Limeira revela um cenário interessante no setor de alimentação. De acordo com um estudo inédito realizado pela Universidade Estadual de Campinas (Unicamp), aproximadamente um terço dos restaurantes cadastrados no aplicativo de entrega de comida mais popular do Brasil, o iFood, são dark kitchens. Esses estabelecimentos exclusivos para delivery surgiram com força durante a pandemia de covid-19, e a pesquisa buscou investigar e caracterizar essa tendência.
As dark kitchens se diferenciam dos restaurantes convencionais por não possuírem instalações destinadas ao consumo no local. Além disso, elas estão localizadas em áreas mais afastadas dos centros urbanos, oferecendo principalmente pratos da culinária brasileira, lanches e sobremesas. Uma vantagem adicional é que esses estabelecimentos costumam ter preços mais acessíveis do que os restaurantes tradicionais. Essas descobertas e outras conclusões relevantes foram apresentadas em um artigo científico publicado na revista Food Research International.
O estudo conduzido pela Unicamp envolveu a coleta de dados em três centros urbanos: Limeira, Campinas e São Paulo. Os pesquisadores utilizaram técnicas de mineração de dados para obter informações sobre 22.520 restaurantes cadastrados no iFood, incluindo nome, URL, endereço, CNPJ, distância até o centro da cidade, tempo estimado de entrega, avaliação dos usuários, tipo de comida oferecida, agendamento de entregas e rastreamento do pedido.
Após essa primeira etapa, os primeiros mil estabelecimentos localizados a partir do centro de cada cidade foram classificados como dark kitchens (27,1% em Limeira, 35,4% em São Paulo) ou como restaurantes convencionais (65,2% em Limeira, 59,9% em São Paulo). Além disso, houve uma pequena parcela de estabelecimentos indefinidos (7,7% em Limeira, 5,1% em São Paulo), sobre os quais não foram obtidas informações suficientes.
O professor Diogo Thimoteo da Cunha, coordenador da pesquisa e especialista em nutrição da Unicamp, destaca que o número de dark kitchens pode ser ainda maior do que o levantado no estudo. Isso ocorre porque a plataforma do iFood não exige a divulgação dessa informação para o consumidor, dificultando a obtenção de dados completos. Como resultado, foi necessário realizar um trabalho investigativo adicional, utilizando redes sociais, o Google Street View e até mesmo visitas presenciais aos estabelecimentos para obter informações precisas.

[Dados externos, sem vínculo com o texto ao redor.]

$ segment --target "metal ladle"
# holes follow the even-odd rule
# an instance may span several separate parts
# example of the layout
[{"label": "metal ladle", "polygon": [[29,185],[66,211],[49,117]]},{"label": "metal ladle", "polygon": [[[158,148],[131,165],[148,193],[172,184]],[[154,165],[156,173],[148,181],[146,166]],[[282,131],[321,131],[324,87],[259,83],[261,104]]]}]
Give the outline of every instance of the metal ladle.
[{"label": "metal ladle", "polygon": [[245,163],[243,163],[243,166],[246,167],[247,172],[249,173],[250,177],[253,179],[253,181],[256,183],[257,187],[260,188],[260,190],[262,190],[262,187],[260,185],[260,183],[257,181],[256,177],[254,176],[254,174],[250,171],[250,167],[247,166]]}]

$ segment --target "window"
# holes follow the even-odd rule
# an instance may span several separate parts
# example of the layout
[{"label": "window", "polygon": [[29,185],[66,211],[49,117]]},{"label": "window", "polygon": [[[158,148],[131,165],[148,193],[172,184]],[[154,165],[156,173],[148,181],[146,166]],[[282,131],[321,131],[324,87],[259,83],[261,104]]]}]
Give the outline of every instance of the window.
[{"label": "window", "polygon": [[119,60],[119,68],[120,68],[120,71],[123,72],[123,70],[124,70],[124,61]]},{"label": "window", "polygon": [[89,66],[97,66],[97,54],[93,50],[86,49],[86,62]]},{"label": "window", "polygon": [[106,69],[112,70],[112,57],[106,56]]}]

Segundo a pesquisadora Mariana Piton Hakim, também do LabMAS da Unicamp, foi observado que as dark kitchens das três cidades estão localizadas em áreas mais distantes dos centros urbanos. Essa localização periférica contribui para a redução dos custos de produção e, consequentemente, para a oferta de preços mais baixos em comparação aos restaurantes convencionais. No entanto, os restaurantes tradicionais obtiveram avaliações superiores dos usuários, especialmente em São Paulo, além de contarem com um maior número de avaliações, provavelmente devido à maior visibilidade e reputação desses estabelecimentos.
Outros dados interessantes extraídos da pesquisa foram os tipos de comida mais comuns nas dark kitchens. Em São Paulo, destaca-se a culinária brasileira em 30,3% dos casos, enquanto em cidades menores como Limeira e Campinas, lanches e sobremesas lideram em 34,7% dos casos. Além disso, foram identificados diferentes modelos de organização das dark kitchens, como cozinhas independentes, compartilhadas, franquias e até mesmo instalações localizadas em residências.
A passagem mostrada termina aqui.